Steve Burbeck wrote on Sat, 24 Feb 2007 13:43:00 -0500
Yes, I do have a Methods distribution from 1985 complete with manual, two floppies and the license. It is an interesting historical note that Digitalk license protected the binary interpreter but gave essentially unlimited rights to the Smalltalk Source Code including rights to distribute, sell, license, lease or loan them as you wish! So, anyone who wishes to reimplement the interpreter is home free. I would guess that it wouldn't be a huge task to repurpose the Squeak interpreter to run Methods. But with Squeak available, who would bother?
Though very off topic for this list, I have an interesting story related to this. I was building a 68000 based Smalltalk computer when Smalltalk V/286 came out with exactly the same license you described. This was before ParcPlace so Digitalk's Smalltalks were the only ones that mattered. Though it would have been pretty easy for me and the programmer who worked for me to build our own image from scratch just following the Blue Book the result wouldn't be entirely compatible with Smalltalk V and I felt this would be *really* bad for the future of the language.

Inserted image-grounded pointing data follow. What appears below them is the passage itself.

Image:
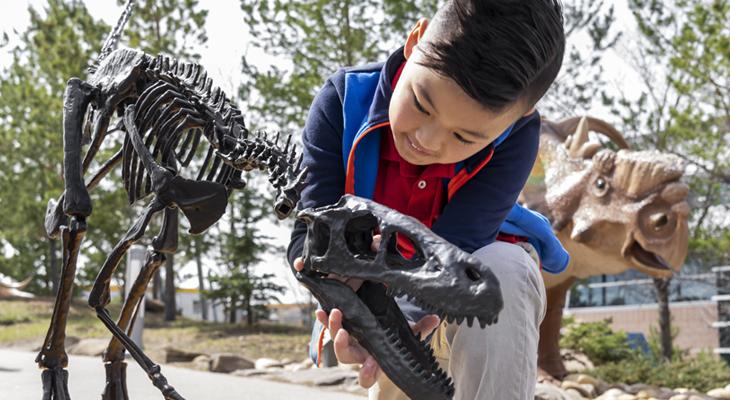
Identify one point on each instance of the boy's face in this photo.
(433, 120)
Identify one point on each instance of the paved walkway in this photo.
(20, 379)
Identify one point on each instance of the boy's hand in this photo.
(347, 350)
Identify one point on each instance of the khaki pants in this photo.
(500, 361)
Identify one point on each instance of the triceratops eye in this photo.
(600, 186)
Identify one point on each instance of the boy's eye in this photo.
(461, 139)
(418, 105)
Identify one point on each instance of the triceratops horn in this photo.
(596, 125)
(578, 139)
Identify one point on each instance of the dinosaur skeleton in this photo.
(170, 114)
(339, 239)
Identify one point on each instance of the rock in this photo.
(89, 347)
(546, 391)
(575, 361)
(720, 393)
(574, 394)
(585, 389)
(266, 363)
(202, 363)
(226, 363)
(250, 372)
(615, 394)
(171, 354)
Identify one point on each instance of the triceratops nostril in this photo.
(473, 274)
(659, 220)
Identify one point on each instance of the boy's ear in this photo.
(415, 36)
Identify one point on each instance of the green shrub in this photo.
(596, 340)
(702, 372)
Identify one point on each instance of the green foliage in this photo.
(703, 372)
(682, 56)
(580, 84)
(315, 38)
(173, 27)
(242, 246)
(616, 362)
(58, 44)
(596, 340)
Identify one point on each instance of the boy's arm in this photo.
(322, 156)
(472, 218)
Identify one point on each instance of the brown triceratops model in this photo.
(612, 210)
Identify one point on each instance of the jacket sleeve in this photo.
(322, 155)
(472, 218)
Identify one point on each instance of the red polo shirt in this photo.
(415, 190)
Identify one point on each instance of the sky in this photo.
(221, 56)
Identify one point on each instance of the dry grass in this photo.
(24, 324)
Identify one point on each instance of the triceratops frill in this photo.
(440, 278)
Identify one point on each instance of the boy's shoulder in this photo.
(339, 78)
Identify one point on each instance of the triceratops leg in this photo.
(53, 358)
(165, 242)
(549, 359)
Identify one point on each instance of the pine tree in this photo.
(59, 42)
(682, 56)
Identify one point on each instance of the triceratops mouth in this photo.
(647, 258)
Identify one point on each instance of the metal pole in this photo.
(135, 261)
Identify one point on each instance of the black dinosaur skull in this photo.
(439, 277)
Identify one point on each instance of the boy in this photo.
(446, 131)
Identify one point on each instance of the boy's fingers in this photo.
(322, 317)
(298, 264)
(346, 351)
(368, 374)
(426, 325)
(335, 322)
(376, 242)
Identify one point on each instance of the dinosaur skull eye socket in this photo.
(321, 238)
(600, 186)
(359, 233)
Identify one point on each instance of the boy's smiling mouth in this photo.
(414, 147)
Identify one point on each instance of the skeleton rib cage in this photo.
(169, 111)
(177, 105)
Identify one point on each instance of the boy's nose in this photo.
(429, 137)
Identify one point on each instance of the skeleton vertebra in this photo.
(169, 110)
(339, 239)
(612, 210)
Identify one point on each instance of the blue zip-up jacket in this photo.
(341, 144)
(341, 149)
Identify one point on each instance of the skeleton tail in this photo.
(113, 39)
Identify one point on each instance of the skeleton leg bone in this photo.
(53, 358)
(165, 242)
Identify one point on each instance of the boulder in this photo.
(226, 363)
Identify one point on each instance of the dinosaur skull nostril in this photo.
(473, 274)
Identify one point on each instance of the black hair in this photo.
(499, 52)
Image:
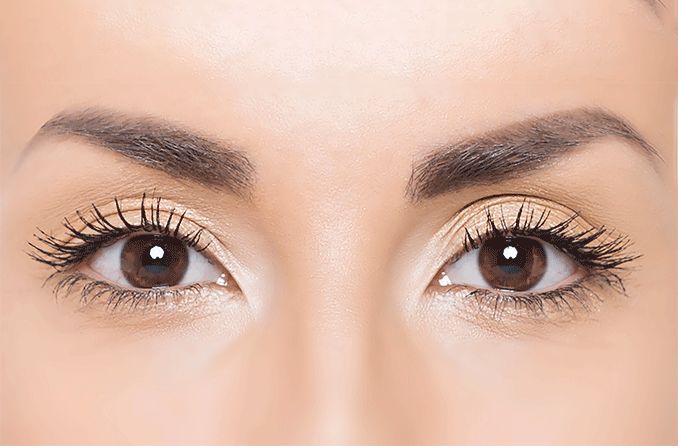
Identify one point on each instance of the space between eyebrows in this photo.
(158, 144)
(517, 149)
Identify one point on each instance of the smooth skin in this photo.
(333, 101)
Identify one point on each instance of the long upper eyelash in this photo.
(63, 254)
(593, 248)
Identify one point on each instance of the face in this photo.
(416, 223)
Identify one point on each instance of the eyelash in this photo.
(603, 260)
(62, 255)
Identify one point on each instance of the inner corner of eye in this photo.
(151, 260)
(511, 264)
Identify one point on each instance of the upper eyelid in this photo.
(474, 216)
(84, 238)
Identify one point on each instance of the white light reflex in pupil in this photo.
(157, 253)
(510, 252)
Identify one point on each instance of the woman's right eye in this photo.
(154, 261)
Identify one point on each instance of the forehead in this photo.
(330, 73)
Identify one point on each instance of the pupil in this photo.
(154, 260)
(512, 263)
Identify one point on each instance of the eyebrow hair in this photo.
(159, 144)
(515, 150)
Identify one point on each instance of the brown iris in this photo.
(512, 263)
(154, 260)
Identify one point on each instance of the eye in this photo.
(512, 264)
(153, 260)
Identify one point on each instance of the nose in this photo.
(333, 361)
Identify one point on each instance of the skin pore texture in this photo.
(332, 155)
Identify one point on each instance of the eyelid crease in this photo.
(603, 253)
(85, 234)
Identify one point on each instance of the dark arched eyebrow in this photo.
(516, 150)
(176, 150)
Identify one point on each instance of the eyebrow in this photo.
(159, 144)
(516, 150)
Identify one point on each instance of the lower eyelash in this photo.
(563, 301)
(602, 253)
(117, 298)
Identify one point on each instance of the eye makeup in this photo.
(155, 235)
(600, 257)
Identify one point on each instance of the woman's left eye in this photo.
(512, 264)
(151, 261)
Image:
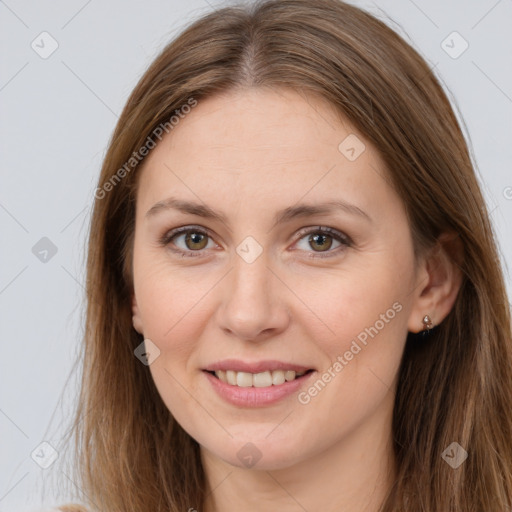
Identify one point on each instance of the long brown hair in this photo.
(454, 387)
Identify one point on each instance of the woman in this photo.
(294, 295)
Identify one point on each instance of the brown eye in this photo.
(195, 240)
(187, 241)
(322, 242)
(318, 242)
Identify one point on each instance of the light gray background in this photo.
(57, 116)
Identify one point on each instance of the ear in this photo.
(439, 278)
(136, 319)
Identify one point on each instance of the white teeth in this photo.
(258, 380)
(243, 379)
(262, 380)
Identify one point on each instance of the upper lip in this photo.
(254, 367)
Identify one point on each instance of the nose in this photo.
(253, 304)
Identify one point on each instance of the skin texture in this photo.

So I exchanged some emails with Digitalk's Jim Anderson and then called him (if the emails were rather expensive for me at the time, an international phone call from Brazil was absurdly so) to propose that he let me distribute their image and sources with my machine. I would write my own virtual machine so Digitalk would have no costs at all and I was willing to pay some royalties. Note that through their license Digitalk had already given me permission to do what I wanted without paying them anything at all! But just because it would have been legal, I didn't think it would have been nice to do so without asking.
Jim expressed his doubts that I could do what I proposed and said he would think about it. I am still waiting for his final reply :-)
A couple of years later Digitalk did come out with a 68000 based product, Smalltalk V/Mac. And much later I found out about other similar projects they had with some academic and industrial partners at the time. So he might have felt there would have been some conflicts (my original impression that they were going to focus exclusively on the PC was wrong). I think they weren't very serious in their license and didn't expect anybody to actually copy the other parts without their virtual machine.